Needless to say this is a widespread problem and it is an issue that needs a voice. You have championed so many worthwhile causes, and I realize that it may be unfair or even infeasible to ask you to speak out on another but this is something that has truly affected the lives of many and will potentially affect the lives of many of the women you are already setting such a sterling example for. Thank you for your time and consideration and may you enjoy the health you deserve.

Sincerely,

Patricia Buchanan

PS: My story, as well as others can be found at www.meshmedicaldevicenewsdesk.com under patient profiles, the title is ‘athlete Pat Buchanan.’

There are more patient profiles to read about those who suffer from medical mesh on this same site.

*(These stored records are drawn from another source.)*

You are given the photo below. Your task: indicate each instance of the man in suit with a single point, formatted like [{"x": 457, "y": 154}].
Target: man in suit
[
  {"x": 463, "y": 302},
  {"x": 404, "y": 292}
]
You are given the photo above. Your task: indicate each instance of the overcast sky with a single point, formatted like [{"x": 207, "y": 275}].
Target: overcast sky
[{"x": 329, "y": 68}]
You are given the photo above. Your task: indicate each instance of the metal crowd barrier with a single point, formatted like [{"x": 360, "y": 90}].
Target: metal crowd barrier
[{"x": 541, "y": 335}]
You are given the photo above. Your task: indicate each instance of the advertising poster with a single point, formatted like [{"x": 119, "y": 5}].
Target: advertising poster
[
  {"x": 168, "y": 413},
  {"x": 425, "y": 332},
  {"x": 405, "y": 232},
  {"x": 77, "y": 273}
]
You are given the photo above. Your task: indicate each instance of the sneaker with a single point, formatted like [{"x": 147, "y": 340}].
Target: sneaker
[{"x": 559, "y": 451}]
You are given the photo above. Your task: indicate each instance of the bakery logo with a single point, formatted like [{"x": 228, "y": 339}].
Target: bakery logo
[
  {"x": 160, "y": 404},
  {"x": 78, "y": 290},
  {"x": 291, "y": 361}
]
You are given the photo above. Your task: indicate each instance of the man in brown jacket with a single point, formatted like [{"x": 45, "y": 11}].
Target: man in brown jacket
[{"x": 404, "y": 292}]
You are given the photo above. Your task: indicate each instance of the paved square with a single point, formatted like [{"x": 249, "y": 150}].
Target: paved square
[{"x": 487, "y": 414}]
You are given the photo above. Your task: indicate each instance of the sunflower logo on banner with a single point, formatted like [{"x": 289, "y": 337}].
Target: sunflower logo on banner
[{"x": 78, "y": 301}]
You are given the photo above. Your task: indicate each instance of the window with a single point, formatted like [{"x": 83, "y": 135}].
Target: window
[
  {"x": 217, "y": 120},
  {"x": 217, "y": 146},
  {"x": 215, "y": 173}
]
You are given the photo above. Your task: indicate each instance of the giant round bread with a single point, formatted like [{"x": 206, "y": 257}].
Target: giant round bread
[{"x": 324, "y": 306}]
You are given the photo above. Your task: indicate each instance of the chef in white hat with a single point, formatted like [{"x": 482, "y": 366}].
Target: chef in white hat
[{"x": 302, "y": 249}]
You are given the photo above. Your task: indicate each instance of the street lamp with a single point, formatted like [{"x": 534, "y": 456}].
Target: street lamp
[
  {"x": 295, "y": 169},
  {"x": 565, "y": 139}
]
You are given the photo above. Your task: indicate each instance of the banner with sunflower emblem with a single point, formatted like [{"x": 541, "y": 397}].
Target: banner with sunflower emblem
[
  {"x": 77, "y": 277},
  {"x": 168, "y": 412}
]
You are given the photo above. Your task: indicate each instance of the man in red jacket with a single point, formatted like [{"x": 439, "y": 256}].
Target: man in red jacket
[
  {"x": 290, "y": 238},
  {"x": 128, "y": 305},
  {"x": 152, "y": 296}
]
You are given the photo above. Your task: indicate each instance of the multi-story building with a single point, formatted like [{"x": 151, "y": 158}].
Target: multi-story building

Please, if any of you mesh ladies would like to help by letting Angelina know what has happened to you, this is the fan mail address. We will never know what may happen if we never try. Place your written letter in a business sized envelope, add postage and cover the outside of the envelope with as many colorful stickers of any kind. Involve your children and your grandchildren with adding these stickers and share with them why you are doing it. We want those who read these letters to take notice of our plight which is why we want the envelopes to stand out. All it will cost you the price of a postage stamp and some of your time.

Angelina Jolie

1901 Avenue of the Stars #680

Los Angeles, California 90024

I you would like to know more about this gene that Pat’s family and Angelina have, here is a link. http://www.cancer.ca/en/cancer-information/cancer-101/what-is-a-risk-factor/genetic-risk/brca-gene-mutations/?region=ab

2 Comments

  1. Becky fitzgerald

    Hey, I’m not entirely sure how long this has been up for, but I was wondering if you could email me the adress for Angelina’s mail? I desperately need to contact her, and I’m not sure if I have the right fan mail adress, it would mean the world to me if you could provide me with it.

    Thank you in advance.

    Reply
    1. lavalinda

      I don’t have it and I doubt if you will ever find it as celebrities have agents. I have sent notes to other agents before and nothing happened. Good luck I hope you will do better than me.